Depuis le coup-de-vis sécuritaire amorcé en 2011 dans le quartier de Józsefváros, la criminalisation des sans-domicile fixe s’est étendu dans toute la ville de Budapest, sans véritable harmonisation des pratiques coercitives entre les localités.
Cet article a été publié sur la page Facebook du Budapest Kultur Lab, sur laquelle vous pouvez retrouver toutes les productions des étudiants du master 1 de l’Institut de journalisme de Bordeaux-Aquitaine (IJBA), en immersion à Budapest du 8 au 16 mai 2017. |
Blaha Lujza tér à Budapest est à la croisée des mondes. Erzsébetváros et Józsefváros, les 7e et 8e arrondissements. Métro et rue. Voyageurs et clients des cafés. Enseignes bancaires et sans domiciles fixes. Vendredi 12 mai 2017, le ciel est gris. En silence, les deux mondes se croisent et s’ignorent.

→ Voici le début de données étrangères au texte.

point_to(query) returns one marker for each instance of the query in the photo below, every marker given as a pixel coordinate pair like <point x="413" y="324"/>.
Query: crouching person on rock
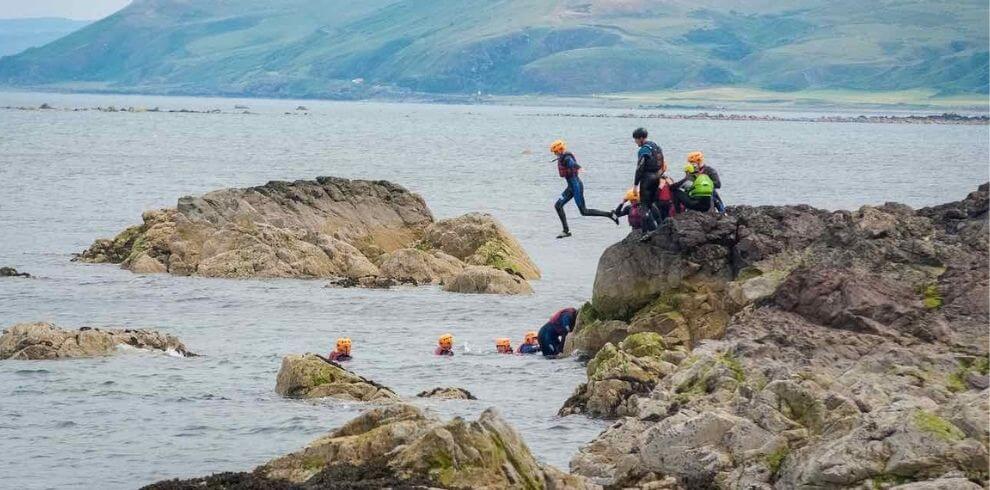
<point x="530" y="344"/>
<point x="342" y="352"/>
<point x="445" y="345"/>
<point x="554" y="332"/>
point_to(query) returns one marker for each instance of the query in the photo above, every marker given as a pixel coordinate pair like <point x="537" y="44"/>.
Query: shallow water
<point x="67" y="178"/>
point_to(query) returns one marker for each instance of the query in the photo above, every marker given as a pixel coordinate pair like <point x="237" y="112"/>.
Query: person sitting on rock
<point x="697" y="159"/>
<point x="568" y="169"/>
<point x="445" y="345"/>
<point x="630" y="207"/>
<point x="530" y="344"/>
<point x="694" y="191"/>
<point x="342" y="352"/>
<point x="503" y="345"/>
<point x="554" y="332"/>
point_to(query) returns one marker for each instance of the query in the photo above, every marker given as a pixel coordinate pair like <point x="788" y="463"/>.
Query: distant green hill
<point x="16" y="35"/>
<point x="345" y="49"/>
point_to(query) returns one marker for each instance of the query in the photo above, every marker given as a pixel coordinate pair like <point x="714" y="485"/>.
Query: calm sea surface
<point x="67" y="178"/>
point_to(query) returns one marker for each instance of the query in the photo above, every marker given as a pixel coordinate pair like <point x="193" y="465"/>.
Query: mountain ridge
<point x="335" y="49"/>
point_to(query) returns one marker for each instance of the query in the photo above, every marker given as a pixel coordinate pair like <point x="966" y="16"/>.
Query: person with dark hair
<point x="568" y="169"/>
<point x="650" y="166"/>
<point x="554" y="332"/>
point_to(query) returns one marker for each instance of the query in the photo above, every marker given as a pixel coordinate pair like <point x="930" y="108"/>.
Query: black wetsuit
<point x="648" y="170"/>
<point x="554" y="332"/>
<point x="568" y="169"/>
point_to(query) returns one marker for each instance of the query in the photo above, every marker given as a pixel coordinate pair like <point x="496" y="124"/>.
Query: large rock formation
<point x="311" y="376"/>
<point x="28" y="341"/>
<point x="367" y="232"/>
<point x="399" y="446"/>
<point x="852" y="351"/>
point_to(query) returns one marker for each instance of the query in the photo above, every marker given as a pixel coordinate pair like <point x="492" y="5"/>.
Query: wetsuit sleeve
<point x="714" y="176"/>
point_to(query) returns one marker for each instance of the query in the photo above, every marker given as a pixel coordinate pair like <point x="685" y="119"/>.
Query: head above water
<point x="640" y="135"/>
<point x="696" y="158"/>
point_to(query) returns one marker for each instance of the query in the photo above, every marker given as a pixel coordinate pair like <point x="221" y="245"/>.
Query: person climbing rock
<point x="445" y="345"/>
<point x="650" y="165"/>
<point x="568" y="169"/>
<point x="695" y="190"/>
<point x="554" y="332"/>
<point x="697" y="159"/>
<point x="630" y="207"/>
<point x="503" y="345"/>
<point x="530" y="345"/>
<point x="342" y="352"/>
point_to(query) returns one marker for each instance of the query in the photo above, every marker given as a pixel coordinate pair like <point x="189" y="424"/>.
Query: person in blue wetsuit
<point x="531" y="344"/>
<point x="568" y="169"/>
<point x="554" y="332"/>
<point x="650" y="166"/>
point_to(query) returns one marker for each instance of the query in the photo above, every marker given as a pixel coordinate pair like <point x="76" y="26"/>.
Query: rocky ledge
<point x="400" y="446"/>
<point x="369" y="233"/>
<point x="30" y="341"/>
<point x="791" y="347"/>
<point x="312" y="376"/>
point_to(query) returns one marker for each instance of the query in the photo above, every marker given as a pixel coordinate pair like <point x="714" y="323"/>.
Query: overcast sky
<point x="73" y="9"/>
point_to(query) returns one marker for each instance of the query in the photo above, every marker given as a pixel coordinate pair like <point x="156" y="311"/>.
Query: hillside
<point x="340" y="49"/>
<point x="16" y="35"/>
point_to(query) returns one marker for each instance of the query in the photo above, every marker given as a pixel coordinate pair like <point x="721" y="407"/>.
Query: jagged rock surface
<point x="853" y="350"/>
<point x="32" y="341"/>
<point x="447" y="394"/>
<point x="311" y="376"/>
<point x="360" y="233"/>
<point x="410" y="449"/>
<point x="476" y="279"/>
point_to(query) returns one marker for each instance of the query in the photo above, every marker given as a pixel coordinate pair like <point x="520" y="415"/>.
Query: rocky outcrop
<point x="399" y="446"/>
<point x="852" y="351"/>
<point x="479" y="239"/>
<point x="312" y="376"/>
<point x="487" y="280"/>
<point x="447" y="394"/>
<point x="12" y="272"/>
<point x="31" y="341"/>
<point x="361" y="233"/>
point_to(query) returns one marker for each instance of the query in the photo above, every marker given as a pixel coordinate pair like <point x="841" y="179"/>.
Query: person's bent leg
<point x="578" y="187"/>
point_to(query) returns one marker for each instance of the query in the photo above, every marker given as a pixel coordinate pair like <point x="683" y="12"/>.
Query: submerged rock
<point x="487" y="280"/>
<point x="312" y="376"/>
<point x="12" y="272"/>
<point x="361" y="233"/>
<point x="479" y="239"/>
<point x="852" y="351"/>
<point x="31" y="341"/>
<point x="447" y="394"/>
<point x="401" y="447"/>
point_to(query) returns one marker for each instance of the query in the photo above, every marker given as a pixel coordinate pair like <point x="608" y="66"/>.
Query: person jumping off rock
<point x="530" y="344"/>
<point x="342" y="352"/>
<point x="445" y="345"/>
<point x="568" y="169"/>
<point x="554" y="332"/>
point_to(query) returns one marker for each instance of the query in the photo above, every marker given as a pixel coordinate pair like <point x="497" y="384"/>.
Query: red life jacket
<point x="563" y="170"/>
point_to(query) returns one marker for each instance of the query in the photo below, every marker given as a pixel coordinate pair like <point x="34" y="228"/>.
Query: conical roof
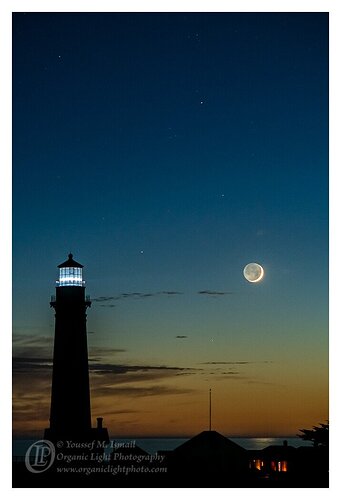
<point x="70" y="262"/>
<point x="209" y="443"/>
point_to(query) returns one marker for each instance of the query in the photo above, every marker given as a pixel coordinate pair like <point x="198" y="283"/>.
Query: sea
<point x="152" y="445"/>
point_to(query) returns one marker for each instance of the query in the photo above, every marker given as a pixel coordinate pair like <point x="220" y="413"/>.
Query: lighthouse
<point x="70" y="415"/>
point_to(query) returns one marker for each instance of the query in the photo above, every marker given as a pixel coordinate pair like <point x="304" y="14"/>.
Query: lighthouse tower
<point x="70" y="416"/>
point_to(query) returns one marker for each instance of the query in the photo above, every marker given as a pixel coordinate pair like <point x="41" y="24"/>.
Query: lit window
<point x="70" y="276"/>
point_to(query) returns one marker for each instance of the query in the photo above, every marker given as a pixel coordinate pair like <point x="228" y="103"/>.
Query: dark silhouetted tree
<point x="319" y="435"/>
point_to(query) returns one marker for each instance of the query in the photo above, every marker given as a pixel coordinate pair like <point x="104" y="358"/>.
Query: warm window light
<point x="284" y="466"/>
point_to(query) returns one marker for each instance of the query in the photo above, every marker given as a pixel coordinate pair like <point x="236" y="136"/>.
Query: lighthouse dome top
<point x="70" y="273"/>
<point x="70" y="262"/>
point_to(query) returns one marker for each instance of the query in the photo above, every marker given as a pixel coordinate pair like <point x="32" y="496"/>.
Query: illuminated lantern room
<point x="70" y="273"/>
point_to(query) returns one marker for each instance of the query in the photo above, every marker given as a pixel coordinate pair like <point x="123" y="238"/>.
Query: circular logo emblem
<point x="40" y="456"/>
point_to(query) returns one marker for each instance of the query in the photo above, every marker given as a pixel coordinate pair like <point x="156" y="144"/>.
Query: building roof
<point x="209" y="443"/>
<point x="70" y="262"/>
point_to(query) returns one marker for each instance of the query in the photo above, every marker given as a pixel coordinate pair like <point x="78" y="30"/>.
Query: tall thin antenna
<point x="209" y="409"/>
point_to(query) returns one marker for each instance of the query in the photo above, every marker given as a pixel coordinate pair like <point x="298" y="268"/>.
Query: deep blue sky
<point x="166" y="151"/>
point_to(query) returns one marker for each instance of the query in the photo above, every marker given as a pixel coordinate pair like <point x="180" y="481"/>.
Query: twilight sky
<point x="166" y="151"/>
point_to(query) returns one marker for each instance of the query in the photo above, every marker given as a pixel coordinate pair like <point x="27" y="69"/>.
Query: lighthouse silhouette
<point x="70" y="415"/>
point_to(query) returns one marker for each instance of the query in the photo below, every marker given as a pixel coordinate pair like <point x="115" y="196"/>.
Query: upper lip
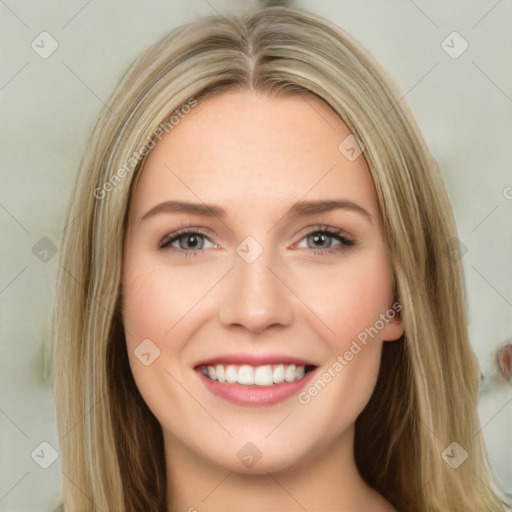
<point x="254" y="360"/>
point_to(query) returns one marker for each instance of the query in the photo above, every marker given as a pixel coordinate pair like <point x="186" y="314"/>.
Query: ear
<point x="393" y="328"/>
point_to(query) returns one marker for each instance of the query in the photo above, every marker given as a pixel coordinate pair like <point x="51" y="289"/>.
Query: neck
<point x="328" y="480"/>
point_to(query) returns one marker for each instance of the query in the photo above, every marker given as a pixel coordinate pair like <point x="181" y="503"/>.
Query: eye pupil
<point x="188" y="238"/>
<point x="321" y="239"/>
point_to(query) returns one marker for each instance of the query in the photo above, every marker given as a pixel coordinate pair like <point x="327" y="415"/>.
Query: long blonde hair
<point x="427" y="390"/>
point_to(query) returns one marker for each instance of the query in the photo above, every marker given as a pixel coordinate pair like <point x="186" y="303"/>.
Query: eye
<point x="322" y="240"/>
<point x="187" y="240"/>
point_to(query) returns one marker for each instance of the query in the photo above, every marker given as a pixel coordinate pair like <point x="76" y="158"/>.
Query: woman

Seule exception : deux juristes, attablés avec quelques sans-domiciles fixes. La table est noire et rouge, aux couleurs de « A Város Mindekié » (AVM – littéralement « La ville est à tous »), le groupe informel de juristes et d’urbanistes bénévoles qui milite contre la criminalisation des sans-abris à Budapest – et notamment dans Józsefváros, où le maire Fidesz, Máté Kocsis a pris en 2011 des mesures visant directement démunis et sans abris.
Harcèlement de rue
András a vécu 10 ans dans les rues de Budapest « parfois dans Józsefváros, parfois ailleurs ». Aujourd’hui, il s’en est sorti, et vit dans une chambre d’hôtel qu’il partage avec 11 compagnons, reçoit une aide sociale de 28.000 forint par mois (environ 90€), vend des journaux dans les rues et donne son sang à Vienne « parce que c’est plus rentable qu’ici ». Lorsqu’il parle, les yeux clairs de l’ancien conducteur de ferry sur le Danube sont tournés vers le large. Ses mots, eux, nous y invitent. Des galères, il « en a connu » lorsqu’il était à la rue, mais « beaucoup moins que mes amis aujourd’hui, qui sont littéralement harcelés à Józsefváros ».
Face à la menace qui pèse sur les sans-abri, des voix s’élèvent. Zsuzsi Pósfai est diplômée de Sciences-Po Paris en stratégie territoriale et urbanisme, et milite avec AVM pour les droits des sans abris depuis la création du groupe en 2009. Et son constat est sans appel : « Pour le dire simplement, la maire de Józsefváros est hostile aux sans-abris. Leur objectif est simple : harceler les gens qui sont dans la rue ».
« L’objectif du maire de Józsefváros est simple : harceler les gens qui sont dans la rue »
(Zsuzsi Pósfai)
Les moyens ne manquent pas : contrôles d’identité aléatoires, réveil des sans-abris en pleine nuit, interdiction de fouiller dans les poubelles, licence obligatoire pour les musiciens de rue… Peine encourue ? 150.000 forints (environ 500 euros). Et, en cas de récidive, une peine passible de 60 jours d’emprisonnement. D’abord appliqué en 2011 dans le quartier de Józsefváros, la constitution hongroise est amendée en 2013, rendant la loi constitutionnelle et applicable dans toutes les localités de Hongrie.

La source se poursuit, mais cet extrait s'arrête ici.